J'évitais son contact en grandissant, et plus je grandissais plus ma haine grandissait en même temps. Et moi, je déperissais. Dépressive, suicidaire, anorexique, puis boulimique. Il n'y avait que l'idée de mourir qui soulageait mes souffrances intérieures. Passer à l'acte, une réelle libération, aussi éphémère fut-elle. Le tout enrobé bien sûr d'un climat de violence avec une mère maltraitante, moralement et physiquement, elle-même dépressive chronique et ancienne alcoolique.

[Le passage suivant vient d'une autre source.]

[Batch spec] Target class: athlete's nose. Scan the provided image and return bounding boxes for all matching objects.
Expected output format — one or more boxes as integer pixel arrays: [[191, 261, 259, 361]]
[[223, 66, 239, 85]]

Fin du lycée, une réunion de famille, tout le monde devant la télé, grosse ambiance, l'oncle dégueu présent, me fait une remarque raciste sur mes origines orientales du côté paternel. Une autoroute au déversement de rage qui m'envahissait. Rien sur l'inceste, mais sur le dégoût qu'il provoquait ; que ivre, il serait mieux seul chez lui, qu'on n'a pas envie de le voir comme ça, qu'il a pas vu sa gueule, mais "casse-toi". Il monte chez lui en pleurant, je jubile.

Je ne l'ai plus jamais revu. Il est mort seul d'un cancer, comme un lâche, comme il l'avait cherché. Plus tard, j'ai parlé de cette nuit à ma mère, qui pour soulager je ne sais quoi ou qui, m'a rassurée en me disant :"ouf, il ne t'a pas pénétrée !". Pourquoi ? Il aurait fallu qu'il le fasse pour qu'il soit coupable ? Se masturber sur le corps d'une gamine et la harceler des années durant ça ne fait pas de lui un agresseur ? Un gros dégueulasse ? Gluant, suintant, pustuleux, monstrueux. Voilà ce qu'il a été pour moi. Et il m'a collé son sexe dans le bas du dos. Au creux de mes reins. A cause de lui, j'ai toujours détesté susciter le désir chez les garçons et plus tard, les hommes. Je ne supportais pas mes formes naissantes, je pensais qu'elles provoquaient, qu'elles me mettaient en danger. Je n'étais plus qu'une proie. Je haïssais ma poitrine plus que tout, je la frappais devant le miroir, ce symbole féminin, ultra sexualisé. Je me haïssais tout entière.

A 40 ans, c'est une blessure qui n'a pas totalement cicatrisé, que je porte en moi depuis ce jour. Malgré des années de thérapie. Alors non, il ne m'a pas pénétrée, il n'y a pas eu viol, mais comme l'a dit si justement Corinne Masiero dans le documentaire Inceste de France 3 : "il n'a pas pénétré mon corps, mais il a profondément pénétré mon âme".